Some schools require that international students live on campus during their first year. Others let students decide where to live.

“Living on campus the first year at university is one of the most beneficial and exciting things about becoming a college student,” says Jason Vokral, Student Services Director for the International Accelerator Program at the University of South Carolina.

But if you’re a second-year student or a first year-student at a school that doesn’t require you to live on campus, you’ll need to decide where you want to live.

Each choice brings with it pros and cons. Living on campus gives you easy access to school amenities and the campus community, making it easier to get around, to use school facilities, and to attend classes and special events. On the other hand, living off campus gives you more freedom and more responsibility.

Here are some key points to consider when deciding whether to live on campus or off campus:

Space and Privacy

Living on campus means you’re surrounded by other students day and night.

“Living at a campus housing community allows you to integrate with other students from the U.S. and beyond who are going through the same life changing experience you are,” Vokral says. “Students consistently tell me the years they live at a campus housing community are filled with the best memories.”


Of course, being surrounded by people all the time can be overwhelming if you’re not used to it. If you need a lot of space and privacy, off-campus housing might be right for you. However, if you prefer a close-knit community of friends and fellow students, you might want to live on campus.

The cost of housing

When comparing the cost of renting off-campus housing to the cost of living on-campus, make sure you take all variables into account. When you sign a lease for an apartment, for example, you’re usually agreeing to pay rent for a year. So if you live off-campus you’ll be expected to pay rent for 12 months even if you go home for three months over the summer.

When you live off campus, you also need to pay for utilities like internet service and electricity that are not included in your rent bill. You may also need to buy furniture or pay extra for a furnished room, apartment, or house. Parking, transportation and food bills can also add up quickly.


When you live on campus, your first class of the day is just a short walk away. If you live off campus, you’ll need additional travel time since you’ll be using a bus, subway, or other means of transportation. Living off campus puts you farther away from dining halls, the library, the gym and other campus amenities.

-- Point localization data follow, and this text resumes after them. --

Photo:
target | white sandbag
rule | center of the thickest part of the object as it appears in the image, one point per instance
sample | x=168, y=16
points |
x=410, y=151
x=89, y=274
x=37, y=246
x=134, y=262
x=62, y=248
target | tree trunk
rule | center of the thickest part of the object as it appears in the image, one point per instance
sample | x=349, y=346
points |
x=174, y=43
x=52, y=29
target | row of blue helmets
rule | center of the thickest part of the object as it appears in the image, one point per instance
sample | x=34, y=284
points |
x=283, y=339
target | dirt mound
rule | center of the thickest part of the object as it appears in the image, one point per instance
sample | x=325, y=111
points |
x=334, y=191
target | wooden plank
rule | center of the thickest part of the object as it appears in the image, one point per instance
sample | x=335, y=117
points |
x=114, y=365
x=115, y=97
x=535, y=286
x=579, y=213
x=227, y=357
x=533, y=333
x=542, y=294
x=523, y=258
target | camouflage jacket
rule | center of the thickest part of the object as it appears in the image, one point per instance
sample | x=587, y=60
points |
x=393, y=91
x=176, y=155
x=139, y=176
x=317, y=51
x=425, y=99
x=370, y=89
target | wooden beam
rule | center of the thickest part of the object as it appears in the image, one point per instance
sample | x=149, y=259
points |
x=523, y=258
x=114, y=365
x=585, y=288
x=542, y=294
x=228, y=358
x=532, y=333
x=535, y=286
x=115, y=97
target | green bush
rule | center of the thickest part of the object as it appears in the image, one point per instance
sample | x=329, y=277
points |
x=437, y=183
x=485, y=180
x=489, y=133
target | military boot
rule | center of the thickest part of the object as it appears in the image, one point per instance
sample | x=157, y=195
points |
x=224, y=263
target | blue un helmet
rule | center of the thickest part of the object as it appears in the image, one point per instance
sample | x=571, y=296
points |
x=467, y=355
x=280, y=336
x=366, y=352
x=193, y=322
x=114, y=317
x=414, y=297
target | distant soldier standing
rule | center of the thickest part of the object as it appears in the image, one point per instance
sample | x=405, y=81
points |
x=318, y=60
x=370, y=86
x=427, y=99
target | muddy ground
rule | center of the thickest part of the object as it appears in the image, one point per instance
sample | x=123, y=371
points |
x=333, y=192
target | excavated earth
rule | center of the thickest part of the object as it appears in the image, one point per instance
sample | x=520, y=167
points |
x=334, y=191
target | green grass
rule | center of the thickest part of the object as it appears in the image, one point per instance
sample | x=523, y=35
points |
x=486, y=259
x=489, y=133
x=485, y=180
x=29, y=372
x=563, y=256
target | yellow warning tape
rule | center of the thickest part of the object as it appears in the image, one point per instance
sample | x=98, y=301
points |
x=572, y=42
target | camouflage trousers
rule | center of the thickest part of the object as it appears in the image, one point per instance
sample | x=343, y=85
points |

However, an off-campus apartment may put you closer to grocery stores, shopping and off-campus entertainment options.

Make a plan for your housing

Whichever choice you make, plan ahead. While many schools guarantee housing for first-year students, by the second or third year, you will need to plan ahead to get the kind of housing you want.

If you choose to live on campus the first year, stay alert to opportunities off campus. Explore nearby neighborhoods to find one you might like to live in. Talk to other international students about their experiences living off campus.

Many international students enjoy the convenience and community of living on campus so much that they want to keep doing it. If you want to continue living on campus after your first year, let the school know as soon as possible. Housing for upperclassmen can fill up fast.

Plan ahead, and make the choice that’s right for you.